Somalia as the new hot spot for jihadism?

Al-Shabaab, an affiliate of al-Qaeda based in Somalia, is finding new support among the young as well as forming new alliances, such as with the Iran-backed Houthis in Yemen, reports Tam Hussein in the online magazine UnHerd (September 16). The ineffectiveness of the Somali government in defeating the terrorist group was on display in July 2024, when a fireball ripped through a cafe full of football fans in Mogadishu. Al-Shabaab later claimed responsibility for the blast and the five lives it took. The attack posed a particular threat because the 22,000 African Union troops that have been stationed in Somalia since 2007 to support Mogadishu’s fragile government are scheduled to leave at the end of the year. “And there’s every reason to believe that al-Shabaab could take over and destabilise neighbouring nations with a large Somali diaspora…It could also spark more serious threats closer to home. After all, in the aftermath of 9/11, it was in Somalia—not Iraq or Afghanistan—that a new generation of Western jihadists were spawned,” Hussein writes. The revival and spread of al-Shabaab is linked to the same dissident fervor that led young Muslims in Islamic societies and their diasporas to fight in Chechnya or join organizations such as Hizb ut-Tahrir that called for a return of the caliphate in Syria.

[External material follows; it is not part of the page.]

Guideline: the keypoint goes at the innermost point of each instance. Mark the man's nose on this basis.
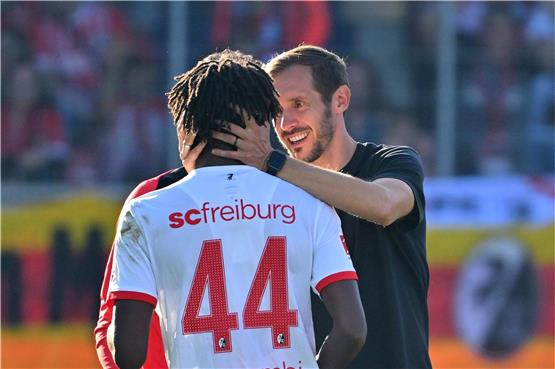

Source: The Jamestown Foundation, https://jamestown.org/program/perspectives-on-the-future-of-the-somalijihad/members-of-hizb-al-islam-patrol-southern-mogadishu/

During that time, “policymakers appeared to be more preoccupied with threats emerging from Afghanistan and Iraq or dealing with the aftermath of major terror attacks such as the one that took place in London on 7/7, to appreciate the [influence] al-Shabaab had on a small but significant number of young Muslims in the West. Somalia appeared distant and war-torn.” But today, Hussein writes, “we find ourselves in a similar situation, with a turbo-charged jihadi discourse heightened by the horrific situation in Palestine. Young, disaffected Muslims watch as the media appears outraged by Russian targeting of hospitals in Ukraine but relatively indifferent when the IDF targets hospitals in Gaza. They see themselves as othered, devalued and forgotten. Spurred on by social media and Telegram groups, they see the likes of the Taliban defeating the Americans or the Houthis doing something for Gaza while the rest of the Muslim world appears impotent. For them, al-Shabaab offers an animating force. If its flags rise in Mogadishu, a new generation of Western jihadists could return to the Horn of Africa.”